Su questo Edmo sta facendo da apripista per istituire un ente indipendente che possa fare da intermediario per l’accesso ai dati personali, raccolti dalle piattaforme online. “L’accesso per motivi di ricerca e nel rispetto delle regole di protezione dei dati personali è anche previsto dal Code of Practice on Disinformation e dal nuovo regolamento Digital Services Act (Dsa)”, assicura la segretaria generale dell’osservatorio.
“Sembra una cosa molto tecnica, ma è fondamentale: quando riusciremo ad avere accesso a questi dati riusciremo finalmente ad avere una comprensione completa di come funzionano davvero i meccanismi di disinformazione online. Se, mettiamo caso, per ipotesi, scoprissimo che la disinformazione sul cambiamento climatico è diffusa soprattutto da uomini bianchi tra i 40 e i 50 e che vivono in periferia e non laureati, sarebbe poi più semplice, anche a livello sociologico, capire come mai e poi poter offrire strumenti educativi”.
Come successo anche in passato, col focus della disinformazione spostatosi sul conflitto in Medio Oriente è diminuita anche la disinformazione sulla guerra in Ucraina. “Quando esplode una crisi siamo tutti in cerca di più informazioni, ma siamo anche tutti più irrazionali, perché siamo spaventati. Aumenta la domanda di notizie, ma allo stesso tempo la buona informazione verificata ci mette un po’ più di tempo a uscire, soprattutto se si tratta di un conflitto come quello tra Israele e Hamas; questo è esattamente il terreno fertile su cui prolifica la disinformazione”, denuncia Gori. “Considerato che sono le emozioni a farla circolare e che tutti gli studi ci dicono che se sei arrabbiato sei più irrazionale online, in questo contesto è facile rilanciare disinformazione che di solito capitalizza sulle emozioni e sulla rabbia”.
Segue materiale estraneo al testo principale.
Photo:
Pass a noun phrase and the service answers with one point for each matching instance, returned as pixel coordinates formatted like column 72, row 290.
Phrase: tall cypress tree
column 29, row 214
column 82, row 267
La soluzione per far fronte il fenomeno, secondo l’esperta, è costituita da diverse accortezze, conclude la segretaria generale di Edmo: “Una alfabetizzazione digitale non solo nelle scuole, ma in tutte le fasce di età; una maggiora consapevolezza di come funziona la disinformazione e quindi di come proteggerci per non essere ingannati e poi usare la stessa strategia comunicativa. Le immagini rimangono più impresse nel cervello che un testo lungo e dettagliato e non a caso chi diffonde disinformazione tende a farlo sempre più con le immagini. Per questo l’informazione, soprattutto durante le crisi, dovrebbe essere più grafica rispetto a un testo lunghissimo che non viene facilmente memorizzato”.